The two members of WUO slipped into an unmarked marble-lined men’s bathroom one floor below the Senate chamber. Armed with dynamite, they hooked up a timing device and stuffed the device behind a 5-foot-high wall.

At 1:00 a.m., the warning call came into the Capitol Switchboard, and at 1:32 a.m., the device exploded. No one was injured. 

The WUO communication stated the reason for the Capitol attack was the recent invasion of Laos. President Richard Nixon denounced the bombing as a “shocking act of violence that will outrage all Americans.”  

Despite hundreds of FBI agents being assigned to the WUO case, no one was ever charged with the Capitol bombing. 

The End of the WUO

By 1976, the Weather Underground started to disband, in a process that would take five years. Slowly, several of its members who had lived as fugitives returned to mainstream society.

Because their attorneys were able to prove the FBI had repeatedly violated the law when gathering evidence against the WUO, via COINTELPRO, most members escaped conviction and were given fines and probation instead of jail sentences. 

Other Capitol Attacks

The WUO was not the only group to violently attack the U.S. Capitol.

On March 1, 1954, four Puerto Rican Americans pulled handguns and opened fire in the House of Representatives. Five Congressmen were hit, but all survived.
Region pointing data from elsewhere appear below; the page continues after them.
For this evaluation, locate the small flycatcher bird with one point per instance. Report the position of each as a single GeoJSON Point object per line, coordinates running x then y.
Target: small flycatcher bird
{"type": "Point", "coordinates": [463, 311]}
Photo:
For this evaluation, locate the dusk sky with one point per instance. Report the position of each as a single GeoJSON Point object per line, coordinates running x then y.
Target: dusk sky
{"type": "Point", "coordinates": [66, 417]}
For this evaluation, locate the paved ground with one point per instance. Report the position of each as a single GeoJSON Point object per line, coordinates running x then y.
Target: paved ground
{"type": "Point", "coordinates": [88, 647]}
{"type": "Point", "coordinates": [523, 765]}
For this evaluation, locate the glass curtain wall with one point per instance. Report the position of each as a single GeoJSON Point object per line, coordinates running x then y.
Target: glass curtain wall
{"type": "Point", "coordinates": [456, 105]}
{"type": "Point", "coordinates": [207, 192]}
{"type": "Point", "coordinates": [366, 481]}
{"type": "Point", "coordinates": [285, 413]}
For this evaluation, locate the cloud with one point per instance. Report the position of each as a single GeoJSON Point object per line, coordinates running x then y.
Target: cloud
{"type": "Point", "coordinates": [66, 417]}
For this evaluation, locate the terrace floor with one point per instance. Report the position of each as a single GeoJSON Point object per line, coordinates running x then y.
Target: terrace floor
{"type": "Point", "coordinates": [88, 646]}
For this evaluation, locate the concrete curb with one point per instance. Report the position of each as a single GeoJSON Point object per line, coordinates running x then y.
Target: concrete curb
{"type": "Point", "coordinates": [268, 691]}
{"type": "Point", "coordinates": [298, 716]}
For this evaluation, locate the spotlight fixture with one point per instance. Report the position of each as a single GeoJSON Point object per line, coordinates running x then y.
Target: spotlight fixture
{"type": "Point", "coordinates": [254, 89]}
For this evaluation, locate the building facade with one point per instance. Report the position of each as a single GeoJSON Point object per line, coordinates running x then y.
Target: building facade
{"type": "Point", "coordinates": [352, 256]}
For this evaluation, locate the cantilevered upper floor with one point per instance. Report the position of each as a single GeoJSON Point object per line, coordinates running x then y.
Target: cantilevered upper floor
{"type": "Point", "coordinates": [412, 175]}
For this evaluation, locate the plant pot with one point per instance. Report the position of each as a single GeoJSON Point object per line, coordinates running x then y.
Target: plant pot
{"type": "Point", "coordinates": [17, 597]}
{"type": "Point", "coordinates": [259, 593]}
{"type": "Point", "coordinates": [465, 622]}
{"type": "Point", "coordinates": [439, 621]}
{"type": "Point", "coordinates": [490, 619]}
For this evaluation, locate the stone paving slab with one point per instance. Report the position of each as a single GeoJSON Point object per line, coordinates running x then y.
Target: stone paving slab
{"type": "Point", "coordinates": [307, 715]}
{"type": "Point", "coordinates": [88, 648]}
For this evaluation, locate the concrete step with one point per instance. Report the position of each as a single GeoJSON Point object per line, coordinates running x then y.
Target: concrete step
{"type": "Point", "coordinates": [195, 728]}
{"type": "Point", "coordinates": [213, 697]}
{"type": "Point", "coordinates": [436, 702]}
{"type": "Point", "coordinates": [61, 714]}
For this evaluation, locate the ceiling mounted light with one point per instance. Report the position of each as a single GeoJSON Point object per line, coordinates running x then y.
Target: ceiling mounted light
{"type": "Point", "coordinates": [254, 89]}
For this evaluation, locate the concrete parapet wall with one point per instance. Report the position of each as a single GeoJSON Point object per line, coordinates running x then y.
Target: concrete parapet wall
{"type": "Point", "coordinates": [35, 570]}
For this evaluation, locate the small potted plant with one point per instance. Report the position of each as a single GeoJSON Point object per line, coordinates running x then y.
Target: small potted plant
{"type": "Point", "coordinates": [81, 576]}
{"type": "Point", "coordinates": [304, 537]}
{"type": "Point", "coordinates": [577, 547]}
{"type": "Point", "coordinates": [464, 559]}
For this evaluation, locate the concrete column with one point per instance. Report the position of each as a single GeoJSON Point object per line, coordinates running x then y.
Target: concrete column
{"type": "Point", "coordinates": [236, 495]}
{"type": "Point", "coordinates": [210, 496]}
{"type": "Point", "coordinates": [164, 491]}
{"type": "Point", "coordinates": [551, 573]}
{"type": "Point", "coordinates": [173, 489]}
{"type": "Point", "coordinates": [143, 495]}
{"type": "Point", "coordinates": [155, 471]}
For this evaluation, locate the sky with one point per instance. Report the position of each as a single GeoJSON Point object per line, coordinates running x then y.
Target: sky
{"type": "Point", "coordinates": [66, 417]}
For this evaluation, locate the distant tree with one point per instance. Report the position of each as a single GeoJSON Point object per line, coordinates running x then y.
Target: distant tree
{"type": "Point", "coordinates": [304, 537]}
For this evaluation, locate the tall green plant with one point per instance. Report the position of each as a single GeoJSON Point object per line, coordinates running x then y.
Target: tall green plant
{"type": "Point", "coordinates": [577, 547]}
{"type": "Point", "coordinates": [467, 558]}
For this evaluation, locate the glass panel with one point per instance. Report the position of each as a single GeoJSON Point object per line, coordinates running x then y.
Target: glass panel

The attackers demanded independence for the U.S. territory of Puerto Rico. 

President Jimmy Carter shortened one of the sentences, and in 1979, granted clemency to the other three. 

Then on November 7, 1983, a bomb tore through the second floor of the Senate’s north wing of the Capitol. The device detonated late in the evening, and there had been a warning phone call, so no one was injured. There was, however, substantial damage.    

The bombing was perpetrated by a group calling itself the May 19 (M19) Communist Organization. They claimed their action was in retaliation for U.S. military actions in Grenada and Lebanon. Seven people were eventually arrested in connection with the attack.

The above three attacks prove that the media and Democrats’ claim that the January 6, 2021 protests were the most disastrous “attack” on the Capitol since the Civil War is simply not true or even remotely in the same ballpark.